While at the lounge she catches the eye of the club’s crooner, Van, played rather well by Michael Buble’ who also sings on most of the many lounge songs we are treated to. Buble’ was also in the musical calamity “Duets”, but he is a welcome presence as the swinging soundtrack was the high point of the film. The next day writer/director Andrew Van Slee decides to have Van inexplicably send over his middle-aged limo driver to Meg’s work as a strip-o-gram. This is a scene that challenges all sense of logic.

For starters we have to believe the mentally light Meg is an advertising executive. Next, the sight of a pudgy and balding man dressed as Dudley Do Right who strips in the lobby did not induce phone calls to the authorities. Then the whole reason for the floor show was so that Van could explain over the phone that the performance was called “The Full Mounty”, (how I wish this were not true.) Somehow this surreal little vignette manages to sway Meg to go out with Van, a man who often utters the line, “I-A-G Baby!”, a catch phrase that nobody catches.

Van and Meg hit it off in a series of spirited dates but she then uncorks the unholiest of unholies and tells Van that he is a great friend. You see, Meg has her sights set on meeting a “Great Guy”, and a talented and successful club owner who dotes on her is not what she has in mind. To Van’s credit he doesn’t descend into a nightly ritual of mewling about his torment to his buddies over a platter of chicken wings and pitchers of Rolling Rock at the area sports bars.

During a lunch non-date with Van Meg meets Brad, a former high school crush who is, like–sooooo buff, and–I mean–a complete hottie! Brad is completely smitten with this new version of Meg, and in a surfer drawl thicker than melted board wax he totally asks her out. Brad turns out to be an entrepreneur, but since the marble head would probably think this was an insult I’ll just say he owns a body-board company. Meg feels she has landed her perfect man, which makes sense since together they manage to almost have enough smarts for one brain. Meanwhile Liv has begun to see what Meg failed to notice in Van, and they start off on a relationship of their own.

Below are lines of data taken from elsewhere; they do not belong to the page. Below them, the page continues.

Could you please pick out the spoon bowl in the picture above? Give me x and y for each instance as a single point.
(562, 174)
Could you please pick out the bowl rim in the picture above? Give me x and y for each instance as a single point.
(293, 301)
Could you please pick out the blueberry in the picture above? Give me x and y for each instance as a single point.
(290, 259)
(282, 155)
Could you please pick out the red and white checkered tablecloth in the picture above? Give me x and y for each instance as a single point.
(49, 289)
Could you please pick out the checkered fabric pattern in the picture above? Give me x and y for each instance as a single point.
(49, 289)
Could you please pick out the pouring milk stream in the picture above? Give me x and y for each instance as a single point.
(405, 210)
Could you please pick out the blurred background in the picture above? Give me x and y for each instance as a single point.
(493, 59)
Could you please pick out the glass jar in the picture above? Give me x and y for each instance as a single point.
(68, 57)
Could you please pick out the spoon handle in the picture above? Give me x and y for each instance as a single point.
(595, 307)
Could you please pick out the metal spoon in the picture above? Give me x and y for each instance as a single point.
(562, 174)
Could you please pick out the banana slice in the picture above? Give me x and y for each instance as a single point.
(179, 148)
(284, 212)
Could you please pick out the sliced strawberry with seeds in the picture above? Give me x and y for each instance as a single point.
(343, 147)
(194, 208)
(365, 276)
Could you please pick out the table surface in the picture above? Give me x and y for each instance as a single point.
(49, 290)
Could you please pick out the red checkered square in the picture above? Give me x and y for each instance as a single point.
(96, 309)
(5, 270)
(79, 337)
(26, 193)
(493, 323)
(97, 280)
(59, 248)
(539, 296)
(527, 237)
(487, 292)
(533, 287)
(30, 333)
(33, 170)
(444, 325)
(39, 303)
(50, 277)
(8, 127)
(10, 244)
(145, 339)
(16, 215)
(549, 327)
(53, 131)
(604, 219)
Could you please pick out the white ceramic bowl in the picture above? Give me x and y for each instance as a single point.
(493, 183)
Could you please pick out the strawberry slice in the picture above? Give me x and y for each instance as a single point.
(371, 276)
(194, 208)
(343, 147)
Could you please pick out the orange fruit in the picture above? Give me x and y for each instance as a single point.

Now since Meg has found her perfect man and cast aside the vocalist, she naturally has problems with her best friend dating the man with whom she never was romantically involved and subsequently had cut off all communications entirely once he professed his affection. It does not help her stress that Brad begins to exhibit adolescent tendencies, all while speaking like a Tule elk in rut. Just as Meg begins to fall apart Van Slee unfurls a climatic final ten minutes that is most unlikely in order to tidy things up for a happy ending

One of the puzzling aspects of this movie is that the central theme attempts to dispel the notion that blondes are a stereotypical lot of addled hedonists. Then Van Slee commences to parade before the camera a troupe of broad portrayals—the snippy French Waiter, the hyper-sensitive gay man, the in-a-fog surfer dude. It takes a special talent to lecture and degrade at the same time.

The final frame finally reveals what Van was getting at with his slang, “I-A-G Baby”: It’s All Good. Ironic when you consider the film is mostly bad. Come for the blondes, stay for the music, and mix yourself a martini. By the end you’ll need one.